En entrant dans ce pub, Betty fut immédiatement happée par la chaleur du lieu. Elle laissa Joe aller vers le bar et se dirigea vers les danseurs. Le masse vibrante l’absorba instantanément. En quelques secondes son corps et son âme s’intégra au groupe de danseurs et de musiciens. Les corps trempés s’exhibaient, se portaient les uns les autres. Parfois chacun extériorisait ses démons par quelques mouvements excentriques, possédés, parfois l’amas des corps louvoyait, comme un seul danseur.  

 

Snakeheart se dirigea lentement vers le bar. Il sentait déjà sa chemise coller à son dos, mais il ne pouvait pas retirer sa veste, ni son chapeau. Il voulait garder les mains libres. Il s’installa au bar, à deux mètres de Joe. Personne entre eux.  Il commanda une pression. Il vit que Joe lui jeta un regard en coin. 

 

Joe n’avait d’yeux que pour Betty. Il la regardait danser.
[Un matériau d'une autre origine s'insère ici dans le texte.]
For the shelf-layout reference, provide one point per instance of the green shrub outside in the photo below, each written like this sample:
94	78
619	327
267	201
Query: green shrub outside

Elle était belle, en transe, vivante, offrant son corps aux frottements des autres corps et se laissait parfois enlacer par des bras et des mains inconnues. Il n’y avait pas de jalousie ou de mauvaise intension, la danse n’était qu’une prière. Joe était même excité de voir Betty capable de tant de sensualité, non réfrénée, captive du moment présent. 

 

Betty se laissait emporter par le rythme de la musique et par la chaleur de la foule. Elle laissa son corps ondoyer au milieu des autres corps, elle sentait sa chaleur et son abandon se mélanger au groupe. Elle gardait cependant un lien, fin et fort avec Joe accoudé au bar qui ne la quittait pas des yeux. Elle lui jetait régulièrement un regard complice et flamboyant.  

 

Joe et Snakeheart se fixaient maintenant les yeux dans les yeux. Ils n’avaient pas eu besoin de se parler mais s’était reconnus. Autour d’ eux le silence se fit, exclus de la prière et de l’amour. Snakeheart observait sa cible et essayait de deviner la réaction qu’il allait devoir anticiper. Joe sentit son sang se glacer, la musique s’effacer. Les deux hommes s’observaient, sans ciller, sans un mot parlé mais le message était passé.  

 

Joe préféra ne prendre aucune initiative et ignora le gars au costume blanc et au chapeau de Ranger. Il connaissait la réputation de Snakeheart et savait que les heures à venir allaient être décisives. Pour ce soir, il choisit la vie et l’amour plutôt que le combat et reporta son attention sur Betty et sur le moment présent, laissant à Snakeheart l’initiative de l’action. Il retourna à la communion. 

 

Snakeheart vit Joe lâcher son regard et sentit le lien se refaire entre Joe, Betty, le lieu et l’instant. Snakeheart décida de ne rien faire ce soir. Il finit sa bière et quitta les lieux. 

 

Personne ne le remarqua, pas même Snakeheart, mais dans un coin sombre de la salle, un homme noir, jeune, avec un costume rayé et passé d’âge, un chapeau en velours, observait la scène. Un mégot rougeoyant aux lèvres cachait un sourire malicieux.